Netflix and cable companies: they’re natural enemies, like cats and dogs or Superman and Lex Luthor. And yet for as hard as some cable companies are working to compete against Netflix, others appear to have worked out an accord. For customers of three smaller cable providers, Netflix is now a channel they can surf to just like any other.
Netflix has made deals with three smaller cable companies — Atlantic Broadband, RCN, and Grande Communications — that make Netflix streaming service accessible through the cable set-top box. The three companies, together, serve about 820,000 subscribers, according to the AP.
Customers will still have to subscribe to and pay for their own Netflix accounts to access Netflix, but putting Netflix right in the channel guide saves the step of switching to another device (like a gaming console or a PC).
There’s a third party involved in the deal, and that’s TiVo. The cable customers who will be able to access Netflix in their channel guides like any other network all use TiVo-enabled DVR set-top boxes provided by their cable companies.
Last year, Netflix was in negotiations with several larger cable companies, including Time Warner Cable and Comcast, to put apps on their set-top boxes as well. However, the pending merger between the two cable giants stopped those plans.
Choosing cooperation over competition with Netflix could be a very smart move for the smaller cable companies, who also provide broadband service. Those companies certainly can’t compete with behemoths like Comcast when it comes to pricing leverage or to geography, so it makes sense that they would try to use the carrot, rather than the stick, to make potential cord-cutters stick with as much service as possible.
As the AP also points out, the move is in line with Netflix’s positioning to compete most directly with premium cable channel HBO. That the two are jockeying in exactly the same space is obvious as soon as you think about it: HBO is now most known for their original programming, but it wasn’t always so.

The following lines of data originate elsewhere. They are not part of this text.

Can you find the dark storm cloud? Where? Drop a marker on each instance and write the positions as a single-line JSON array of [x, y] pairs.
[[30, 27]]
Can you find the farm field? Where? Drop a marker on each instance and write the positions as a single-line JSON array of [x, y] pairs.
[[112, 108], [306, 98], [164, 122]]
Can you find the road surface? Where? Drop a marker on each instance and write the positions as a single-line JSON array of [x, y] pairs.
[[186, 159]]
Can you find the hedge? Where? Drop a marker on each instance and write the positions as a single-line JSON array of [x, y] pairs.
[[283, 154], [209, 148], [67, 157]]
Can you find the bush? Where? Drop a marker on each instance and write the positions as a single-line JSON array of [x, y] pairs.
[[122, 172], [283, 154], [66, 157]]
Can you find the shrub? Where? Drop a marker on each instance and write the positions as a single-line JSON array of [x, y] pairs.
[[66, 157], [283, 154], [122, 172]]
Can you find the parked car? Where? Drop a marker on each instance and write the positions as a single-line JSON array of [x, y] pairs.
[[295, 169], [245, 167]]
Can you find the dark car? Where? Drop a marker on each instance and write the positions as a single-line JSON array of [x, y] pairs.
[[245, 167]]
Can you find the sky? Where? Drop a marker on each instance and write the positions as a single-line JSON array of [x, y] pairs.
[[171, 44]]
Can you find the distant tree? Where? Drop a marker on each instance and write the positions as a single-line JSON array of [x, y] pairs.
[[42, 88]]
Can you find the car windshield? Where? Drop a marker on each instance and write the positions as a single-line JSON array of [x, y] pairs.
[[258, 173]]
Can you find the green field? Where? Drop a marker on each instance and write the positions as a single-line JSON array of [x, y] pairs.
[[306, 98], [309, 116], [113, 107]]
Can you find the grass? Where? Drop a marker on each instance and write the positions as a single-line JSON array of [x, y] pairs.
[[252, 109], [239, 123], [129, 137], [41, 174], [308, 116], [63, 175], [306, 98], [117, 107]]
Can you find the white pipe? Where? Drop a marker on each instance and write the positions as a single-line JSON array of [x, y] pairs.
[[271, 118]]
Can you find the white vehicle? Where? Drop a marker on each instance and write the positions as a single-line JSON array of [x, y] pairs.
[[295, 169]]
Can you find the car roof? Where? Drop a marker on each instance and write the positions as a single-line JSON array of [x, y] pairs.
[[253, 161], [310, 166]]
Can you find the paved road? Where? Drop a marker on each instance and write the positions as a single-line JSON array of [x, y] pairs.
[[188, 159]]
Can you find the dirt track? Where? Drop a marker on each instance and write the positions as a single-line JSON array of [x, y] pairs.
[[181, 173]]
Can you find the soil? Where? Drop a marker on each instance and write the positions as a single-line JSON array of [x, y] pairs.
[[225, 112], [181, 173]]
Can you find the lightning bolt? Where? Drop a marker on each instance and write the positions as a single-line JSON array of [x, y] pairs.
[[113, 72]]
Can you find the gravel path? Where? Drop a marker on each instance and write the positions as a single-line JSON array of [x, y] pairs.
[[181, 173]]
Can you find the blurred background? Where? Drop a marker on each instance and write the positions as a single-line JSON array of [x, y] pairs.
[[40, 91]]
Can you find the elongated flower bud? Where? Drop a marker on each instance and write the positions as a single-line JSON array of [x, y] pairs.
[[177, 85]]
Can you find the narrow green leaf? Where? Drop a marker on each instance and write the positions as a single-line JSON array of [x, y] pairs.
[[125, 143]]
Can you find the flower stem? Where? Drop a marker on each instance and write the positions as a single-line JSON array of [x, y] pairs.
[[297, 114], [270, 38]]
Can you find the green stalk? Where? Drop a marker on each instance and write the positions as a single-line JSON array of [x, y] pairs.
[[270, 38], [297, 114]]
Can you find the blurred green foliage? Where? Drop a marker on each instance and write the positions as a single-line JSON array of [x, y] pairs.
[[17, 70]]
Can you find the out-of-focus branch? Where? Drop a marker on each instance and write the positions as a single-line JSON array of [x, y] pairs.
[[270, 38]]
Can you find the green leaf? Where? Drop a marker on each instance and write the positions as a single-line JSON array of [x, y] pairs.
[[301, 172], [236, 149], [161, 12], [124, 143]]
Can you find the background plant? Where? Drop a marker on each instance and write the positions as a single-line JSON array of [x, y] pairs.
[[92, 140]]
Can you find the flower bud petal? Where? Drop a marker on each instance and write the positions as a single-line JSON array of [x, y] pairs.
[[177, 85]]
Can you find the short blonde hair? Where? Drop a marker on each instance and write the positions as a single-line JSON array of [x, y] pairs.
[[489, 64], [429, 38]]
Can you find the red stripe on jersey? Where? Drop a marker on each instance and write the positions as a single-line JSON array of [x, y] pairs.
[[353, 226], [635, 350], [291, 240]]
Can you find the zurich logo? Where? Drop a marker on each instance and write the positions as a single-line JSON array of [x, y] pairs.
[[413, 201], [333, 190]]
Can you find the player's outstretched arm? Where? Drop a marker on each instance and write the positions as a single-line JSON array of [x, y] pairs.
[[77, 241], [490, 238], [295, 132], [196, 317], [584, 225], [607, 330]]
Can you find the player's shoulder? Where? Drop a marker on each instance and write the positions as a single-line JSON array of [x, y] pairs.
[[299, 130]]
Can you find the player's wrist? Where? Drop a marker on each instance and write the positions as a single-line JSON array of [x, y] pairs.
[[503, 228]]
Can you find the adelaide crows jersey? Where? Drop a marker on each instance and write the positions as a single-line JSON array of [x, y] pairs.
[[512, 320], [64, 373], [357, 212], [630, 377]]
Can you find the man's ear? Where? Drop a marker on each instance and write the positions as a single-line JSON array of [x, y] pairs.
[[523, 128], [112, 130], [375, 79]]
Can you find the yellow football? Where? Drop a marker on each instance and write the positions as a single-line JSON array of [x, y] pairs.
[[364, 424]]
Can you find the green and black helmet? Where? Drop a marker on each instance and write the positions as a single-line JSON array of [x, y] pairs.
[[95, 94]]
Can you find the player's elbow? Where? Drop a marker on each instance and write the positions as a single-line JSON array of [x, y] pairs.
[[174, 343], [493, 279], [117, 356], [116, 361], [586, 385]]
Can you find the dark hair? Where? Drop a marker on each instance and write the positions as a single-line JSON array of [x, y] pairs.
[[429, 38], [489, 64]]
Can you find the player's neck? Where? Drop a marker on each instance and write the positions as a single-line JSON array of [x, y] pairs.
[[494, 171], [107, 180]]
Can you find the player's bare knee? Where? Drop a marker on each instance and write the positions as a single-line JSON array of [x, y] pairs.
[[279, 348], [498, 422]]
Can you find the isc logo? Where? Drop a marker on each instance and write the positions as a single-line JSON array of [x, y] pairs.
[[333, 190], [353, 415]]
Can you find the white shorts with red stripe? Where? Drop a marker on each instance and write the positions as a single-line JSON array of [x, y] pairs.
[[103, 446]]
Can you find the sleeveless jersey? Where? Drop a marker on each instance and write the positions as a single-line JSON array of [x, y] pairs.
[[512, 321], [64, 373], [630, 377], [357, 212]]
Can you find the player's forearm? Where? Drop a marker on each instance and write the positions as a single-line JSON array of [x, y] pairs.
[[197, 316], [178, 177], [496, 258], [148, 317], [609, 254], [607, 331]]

And they still fill plenty of air time with an enormous catalog of films.
Netflix, which also started with an enormous catalog of films, not only now streams several popular TV series that once aired on broadcast and cable networks, but also “airs” original programming of its own — and those series, like House of Cards and Orange Is The New Black, are becoming cultural phenomena in their own right.
It’s interesting to see the new “premium channel” in town making the transition from internet-only company to 21st-century network. And it’s one small but consumer-friendly function that the smaller cable companies can offer and Comcast, for now, can’t.